Step-by-Step Solution
VerifiedKey Concepts
Positive Definite Matrices
- All the eigenvalues of a positive definite matrix are strictly positive, meaning no zero or negative values.
- The positive definiteness also stems from the quadratic form: for any non-zero vector \( \mathbf{x} \), \( \mathbf{x}^T A \mathbf{x} > 0 \).
Eigenvalues
- Eigenvalues determine the matrix's behavior and condition.
- They are essential for matrix diagonalization, which simplifies complex calculations.
- In the context of this problem, eigenvalues are calculated to understand the properties of the matrix \( C \).
Matrix Rank
- Rank determines the dimension of the matrix's column space.

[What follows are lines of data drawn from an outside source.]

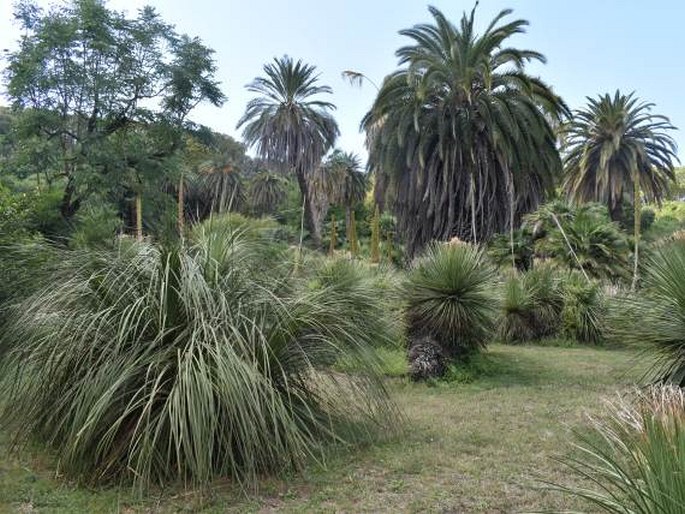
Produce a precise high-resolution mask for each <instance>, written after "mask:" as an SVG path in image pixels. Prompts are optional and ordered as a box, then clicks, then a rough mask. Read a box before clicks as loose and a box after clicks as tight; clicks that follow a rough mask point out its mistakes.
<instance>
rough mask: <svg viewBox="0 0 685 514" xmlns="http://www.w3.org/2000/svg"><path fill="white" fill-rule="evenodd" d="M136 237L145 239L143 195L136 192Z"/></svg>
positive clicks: (139, 240) (139, 238) (137, 239)
mask: <svg viewBox="0 0 685 514" xmlns="http://www.w3.org/2000/svg"><path fill="white" fill-rule="evenodd" d="M136 239H137V240H138V241H142V240H143V197H142V195H141V194H140V193H136Z"/></svg>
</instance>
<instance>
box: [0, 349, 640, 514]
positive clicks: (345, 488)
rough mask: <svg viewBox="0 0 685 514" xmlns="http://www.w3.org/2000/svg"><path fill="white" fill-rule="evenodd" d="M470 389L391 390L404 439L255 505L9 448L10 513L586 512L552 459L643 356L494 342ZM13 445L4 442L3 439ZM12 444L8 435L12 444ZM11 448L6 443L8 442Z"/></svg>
mask: <svg viewBox="0 0 685 514" xmlns="http://www.w3.org/2000/svg"><path fill="white" fill-rule="evenodd" d="M488 353H489V358H488V363H489V364H488V366H487V370H486V372H485V373H484V374H483V375H482V376H481V377H479V378H478V379H477V380H474V381H473V382H471V383H468V384H440V385H437V386H428V385H416V384H411V383H408V382H406V381H404V380H396V381H394V382H393V383H392V385H391V388H392V391H393V394H394V396H395V397H396V399H397V402H398V404H399V405H400V407H401V408H402V409H403V411H404V412H405V415H406V417H407V432H406V434H405V436H404V437H402V438H401V439H399V440H397V441H392V442H387V443H385V444H383V445H381V446H378V447H373V448H368V449H363V450H360V451H358V452H354V453H353V454H349V453H348V454H340V455H338V456H334V457H331V458H330V459H329V461H328V462H327V466H326V468H325V469H323V468H322V467H320V466H312V467H310V468H309V469H308V470H307V471H306V472H305V473H304V474H303V475H298V476H293V477H290V478H289V479H288V478H284V479H279V480H275V479H273V480H268V481H266V482H265V484H264V487H263V488H262V489H261V490H260V492H259V494H257V495H255V496H252V497H251V498H249V499H246V498H245V497H244V496H241V495H239V494H238V493H237V492H236V490H235V488H234V487H232V486H230V485H227V484H216V487H214V488H213V490H212V493H211V496H210V497H207V495H205V496H204V497H200V495H199V494H197V493H195V494H175V493H172V492H165V493H164V492H163V493H160V494H159V495H158V497H157V498H150V499H147V500H145V501H143V502H140V501H135V500H133V499H132V498H131V496H130V494H129V492H128V490H122V491H119V490H116V489H104V490H89V489H84V488H78V487H76V486H75V485H73V484H69V483H67V482H65V481H64V480H61V479H59V478H57V479H56V478H55V467H54V465H51V464H49V463H46V462H44V461H42V460H41V459H40V458H38V457H36V456H31V455H26V454H23V455H22V458H21V460H17V459H16V458H14V457H9V456H7V452H6V450H5V449H4V448H3V447H0V448H2V449H0V452H1V453H0V512H64V513H79V512H84V513H85V512H89V513H90V512H124V513H132V512H203V513H215V512H276V511H278V512H522V511H523V512H525V511H531V510H549V509H554V510H564V509H572V508H582V505H579V504H575V503H573V502H572V501H571V500H570V499H569V498H566V497H563V496H559V495H557V494H553V493H550V492H548V491H544V490H541V489H539V488H538V487H537V486H536V478H538V477H544V478H545V479H551V480H553V481H565V480H566V478H565V475H564V469H563V466H561V465H560V464H558V463H556V462H555V461H554V460H553V458H552V457H554V456H555V455H560V454H561V453H563V452H566V451H567V450H568V442H569V439H570V430H571V427H582V426H583V422H584V421H583V418H584V416H585V415H586V414H587V413H588V412H596V411H597V410H598V408H599V407H600V406H601V399H602V398H604V397H607V396H611V395H612V394H614V392H615V391H616V390H617V389H620V388H623V387H625V386H627V385H629V384H631V383H632V382H634V380H635V377H636V374H637V370H636V369H635V366H634V364H635V354H633V353H630V352H627V351H610V350H603V349H592V348H554V347H530V346H526V347H512V346H509V347H507V346H498V345H496V346H493V347H492V348H491V349H490V350H489V352H488ZM0 437H1V434H0ZM1 444H2V440H1V439H0V445H1ZM4 446H5V447H6V441H5V445H4Z"/></svg>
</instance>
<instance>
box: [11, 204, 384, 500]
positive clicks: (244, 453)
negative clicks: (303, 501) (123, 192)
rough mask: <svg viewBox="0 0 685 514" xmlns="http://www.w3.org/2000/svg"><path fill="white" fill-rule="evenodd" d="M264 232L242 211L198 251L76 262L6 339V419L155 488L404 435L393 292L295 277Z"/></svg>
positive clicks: (94, 473) (78, 259)
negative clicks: (399, 413) (379, 292)
mask: <svg viewBox="0 0 685 514" xmlns="http://www.w3.org/2000/svg"><path fill="white" fill-rule="evenodd" d="M267 225H268V224H267ZM264 228H265V223H264V221H262V220H259V224H258V226H256V227H253V225H252V224H250V223H249V221H248V220H245V219H244V218H239V217H238V218H234V217H233V215H232V217H231V218H230V219H225V220H215V219H212V220H210V221H209V222H206V223H205V224H202V225H200V226H198V227H196V228H194V229H193V231H192V233H191V234H189V237H188V239H187V240H186V244H185V245H184V246H182V247H174V248H160V247H157V246H155V245H152V244H148V243H145V242H143V243H135V242H130V244H129V243H128V242H126V243H125V244H123V245H122V247H121V249H120V250H119V251H118V252H115V253H111V252H102V253H99V252H94V251H91V252H89V253H87V254H86V253H83V254H81V253H73V252H72V253H63V254H62V255H61V256H60V260H59V262H58V263H57V264H56V265H55V266H56V268H57V271H56V272H55V273H54V274H53V275H52V276H51V277H50V280H49V281H48V282H47V284H46V287H45V288H44V289H43V290H41V291H40V292H39V293H37V294H36V295H34V296H32V297H31V298H29V299H28V300H27V301H25V302H24V303H23V304H22V305H21V306H20V307H19V308H18V309H17V310H16V311H15V312H14V313H13V317H12V319H11V321H10V322H9V323H8V324H7V325H6V327H5V331H4V333H3V334H2V349H3V353H2V371H1V372H0V384H1V386H2V387H1V388H2V397H3V405H4V408H5V411H4V415H3V421H5V422H7V423H8V424H9V425H10V428H11V429H13V430H15V434H16V435H17V436H18V437H20V438H25V437H26V438H30V439H33V440H37V441H39V442H41V443H44V444H46V445H48V446H50V447H52V448H53V449H54V450H55V451H56V453H57V455H58V457H59V459H60V471H63V472H65V473H68V474H70V475H72V476H78V477H83V478H85V479H86V480H88V481H91V482H102V481H108V480H114V479H119V478H124V479H130V480H132V481H133V482H134V483H136V484H137V485H139V486H141V487H143V488H145V487H146V486H148V485H150V484H152V483H165V482H169V481H171V482H176V481H183V482H185V483H187V484H190V485H204V484H207V483H208V482H209V481H210V480H212V479H214V478H216V477H221V476H228V477H234V478H237V479H238V480H239V481H241V482H242V483H243V484H245V485H253V484H254V483H255V481H256V480H257V477H258V476H260V475H262V474H263V473H265V472H274V471H282V470H287V469H293V468H295V469H297V468H298V467H300V466H302V465H303V464H304V463H305V461H306V460H307V459H308V458H309V457H312V456H313V457H317V456H320V455H321V453H320V452H321V451H322V450H321V449H322V444H323V443H325V442H326V441H349V442H354V441H358V440H359V439H360V438H366V437H367V435H369V434H371V433H373V430H375V428H374V425H375V427H376V428H378V427H388V426H391V424H392V423H393V421H390V420H392V419H393V417H394V416H393V413H394V410H393V408H392V406H391V404H390V403H389V401H388V397H387V395H386V393H385V391H384V389H383V386H382V383H381V381H380V378H379V375H378V373H377V371H378V367H377V365H376V363H375V362H374V360H373V355H374V353H373V352H371V351H370V350H369V348H370V345H372V344H373V345H376V344H379V343H380V344H383V342H384V341H388V340H392V339H393V338H394V337H395V336H394V334H390V333H389V332H388V330H390V328H388V327H391V326H392V323H385V322H383V321H381V320H383V319H384V316H387V310H386V309H384V308H383V306H382V305H381V303H379V302H378V294H377V290H376V289H375V288H373V287H371V286H370V285H369V283H368V281H367V279H366V278H364V277H362V276H360V275H358V274H357V273H356V271H355V269H352V268H350V267H344V266H343V267H342V268H341V267H340V266H338V267H335V268H333V269H330V268H326V267H325V266H324V267H322V268H319V269H315V270H311V271H310V273H309V274H308V275H303V274H299V275H296V276H295V275H293V273H292V266H291V264H289V262H290V260H289V259H288V258H287V256H286V255H284V254H283V253H279V252H277V251H274V250H273V245H272V244H266V243H265V235H264V234H265V233H266V234H268V231H266V232H264V230H263V229H264ZM267 228H268V227H267ZM267 239H268V238H267ZM379 321H380V323H379ZM342 357H344V359H345V360H346V362H349V361H350V359H353V360H354V361H355V366H354V368H355V370H357V371H356V372H355V374H354V376H342V375H341V374H340V373H339V372H335V371H333V370H332V369H331V368H330V365H331V364H332V363H334V362H336V361H337V360H338V359H339V358H342Z"/></svg>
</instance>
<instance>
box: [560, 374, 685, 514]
mask: <svg viewBox="0 0 685 514" xmlns="http://www.w3.org/2000/svg"><path fill="white" fill-rule="evenodd" d="M607 410H608V413H607V415H605V416H603V417H600V418H594V419H593V420H592V421H593V423H592V425H593V426H592V435H583V434H576V439H577V442H576V452H575V453H576V454H577V457H573V458H570V457H569V458H565V459H563V462H564V463H565V464H566V465H567V466H568V468H569V471H570V474H571V475H574V476H576V477H577V478H579V479H582V480H584V481H585V483H586V484H587V486H585V487H579V486H569V485H565V484H551V485H552V488H554V489H556V490H558V491H562V492H565V493H568V494H572V495H574V496H578V497H580V498H583V499H585V500H587V502H588V504H589V505H592V507H593V512H594V511H595V510H598V511H599V512H609V513H615V514H655V513H659V514H681V513H682V512H683V509H684V508H685V474H684V473H683V462H685V394H683V390H682V389H680V388H679V387H663V386H662V387H652V388H649V389H647V390H642V391H638V392H637V393H635V395H633V397H632V398H629V397H624V398H621V399H619V400H618V401H617V402H613V403H610V404H609V405H608V409H607Z"/></svg>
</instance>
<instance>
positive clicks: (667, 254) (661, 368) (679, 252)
mask: <svg viewBox="0 0 685 514" xmlns="http://www.w3.org/2000/svg"><path fill="white" fill-rule="evenodd" d="M642 277H643V288H642V290H641V291H640V294H639V296H635V295H632V296H629V297H626V298H622V299H621V302H620V304H618V305H616V306H615V308H612V309H611V310H610V334H611V337H612V338H614V339H616V340H617V341H621V342H625V343H628V344H634V345H638V346H639V347H640V348H642V349H643V350H644V351H645V352H646V355H648V356H651V357H654V358H655V359H656V360H655V362H654V364H653V367H652V368H651V370H650V378H651V379H653V380H657V381H664V382H670V383H674V384H678V385H680V386H685V241H683V240H674V241H672V242H670V243H668V244H665V245H663V246H661V247H659V248H657V249H655V250H654V252H653V253H652V255H650V256H649V258H648V259H647V261H646V263H645V267H644V270H643V272H642Z"/></svg>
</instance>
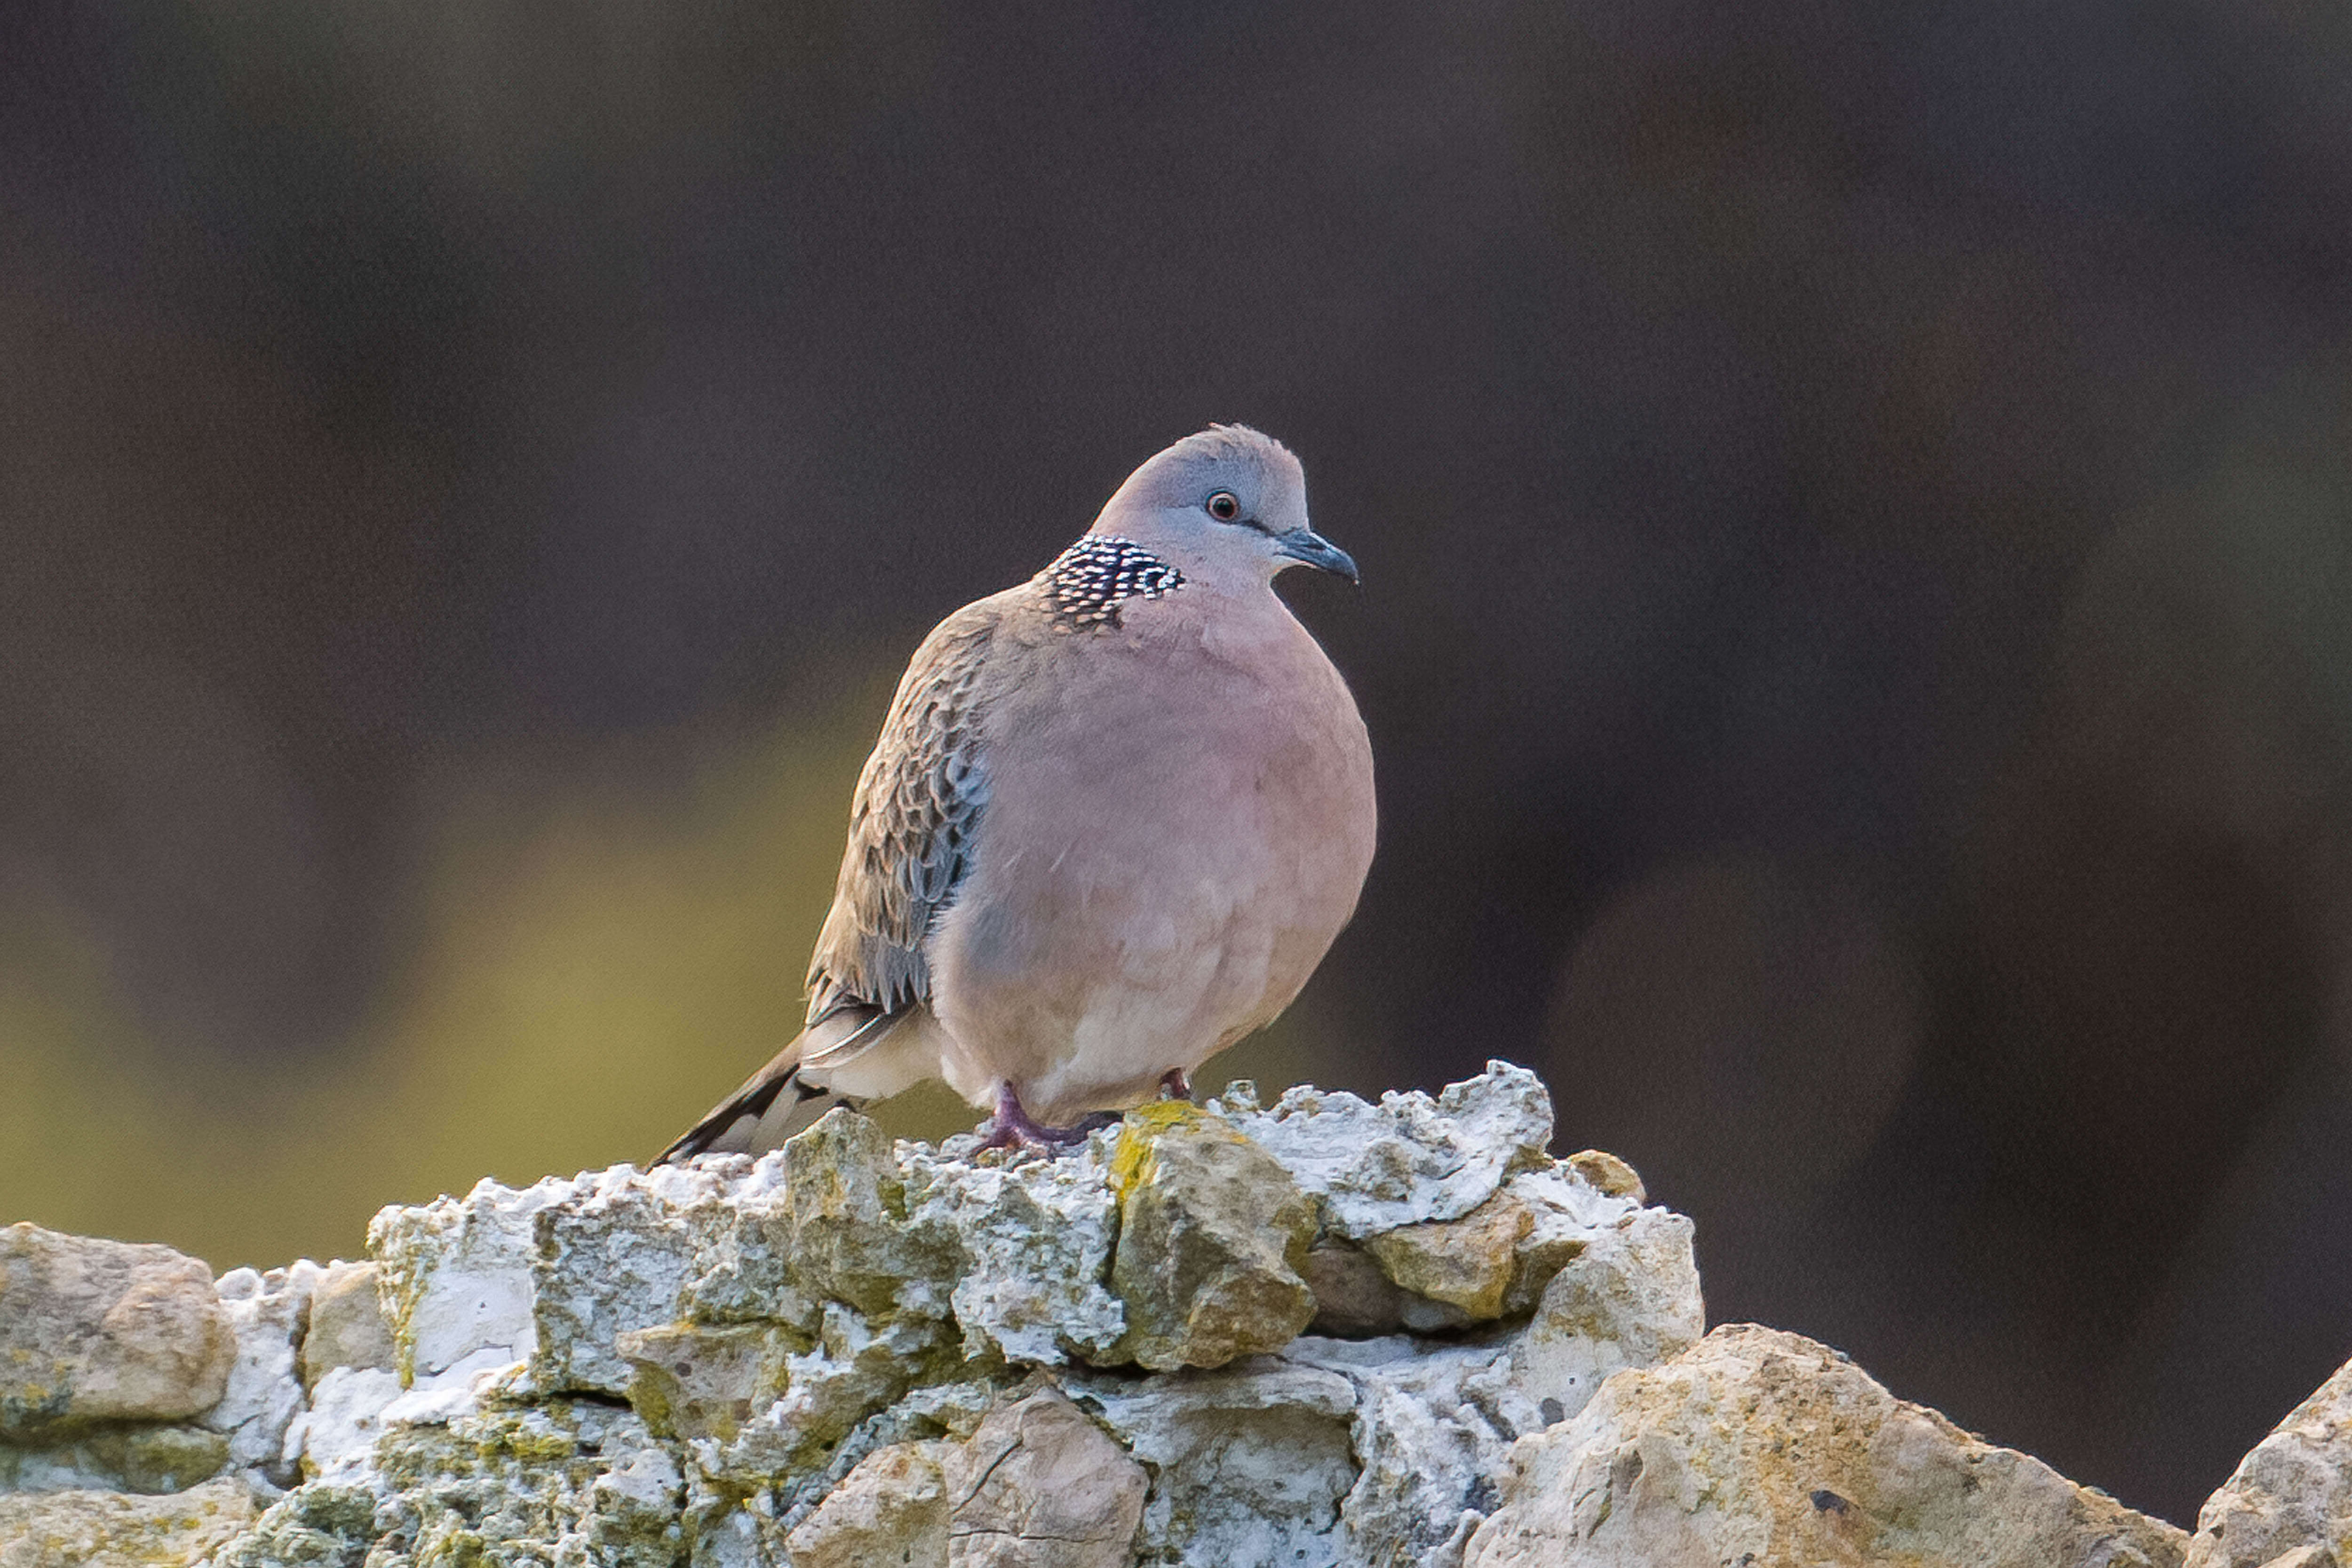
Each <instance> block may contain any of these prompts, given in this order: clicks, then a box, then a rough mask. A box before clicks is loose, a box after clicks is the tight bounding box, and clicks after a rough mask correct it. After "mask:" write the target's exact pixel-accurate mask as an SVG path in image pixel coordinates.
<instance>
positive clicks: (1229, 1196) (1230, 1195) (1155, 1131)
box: [1110, 1100, 1315, 1373]
mask: <svg viewBox="0 0 2352 1568" xmlns="http://www.w3.org/2000/svg"><path fill="white" fill-rule="evenodd" d="M1110 1180H1112V1187H1115V1190H1117V1192H1120V1244H1117V1248H1115V1251H1112V1255H1110V1288H1112V1291H1115V1293H1117V1298H1120V1302H1122V1305H1124V1307H1127V1335H1124V1338H1122V1340H1120V1342H1117V1347H1115V1359H1122V1361H1134V1363H1138V1366H1145V1368H1150V1371H1155V1373H1169V1371H1176V1368H1178V1366H1225V1363H1228V1361H1232V1359H1235V1356H1249V1354H1258V1352H1268V1349H1282V1347H1284V1345H1289V1342H1291V1340H1296V1338H1298V1335H1301V1333H1303V1331H1305V1326H1308V1324H1310V1321H1312V1319H1315V1293H1312V1291H1310V1288H1308V1281H1305V1276H1303V1274H1301V1269H1303V1267H1305V1260H1308V1244H1310V1241H1312V1239H1315V1211H1312V1208H1308V1199H1305V1194H1303V1192H1298V1182H1294V1180H1291V1173H1289V1171H1284V1168H1282V1166H1279V1164H1277V1161H1275V1157H1272V1154H1268V1152H1265V1150H1261V1147H1258V1145H1254V1143H1251V1140H1249V1138H1244V1135H1242V1133H1237V1131H1232V1126H1228V1124H1225V1121H1223V1119H1221V1117H1209V1114H1207V1112H1200V1110H1195V1107H1192V1105H1185V1103H1181V1100H1178V1103H1169V1105H1150V1107H1145V1110H1141V1112H1136V1114H1134V1117H1129V1126H1127V1131H1122V1135H1120V1143H1117V1152H1115V1157H1112V1173H1110Z"/></svg>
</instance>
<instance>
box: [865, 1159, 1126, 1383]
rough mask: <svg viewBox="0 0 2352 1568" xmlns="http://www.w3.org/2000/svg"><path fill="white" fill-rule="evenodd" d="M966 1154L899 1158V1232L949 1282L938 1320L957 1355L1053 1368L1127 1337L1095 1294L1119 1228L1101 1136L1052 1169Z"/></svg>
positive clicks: (1103, 1347)
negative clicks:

- A rank deficient matrix means some of the rows/columns can be expressed as combinations of others, indicating dependency.
- In this particular example, assessing the rank of \( A_2 \) is crucial since it helps determine the count of non-zero eigenvalues and terminate conditions for algorithms like the PCG method.
Preconditioned Conjugate Gradient Method
- PCG is effective in improving the convergence rate by utilizing preconditioners.
- Preconditioning transforms the system into another equivalent one, enhancing its suitability for iterative solvers.
- Insights gleaned from the matrix \( C \) in the problem help predict the PCG method's termination point, which is linked to the rank of the matrix.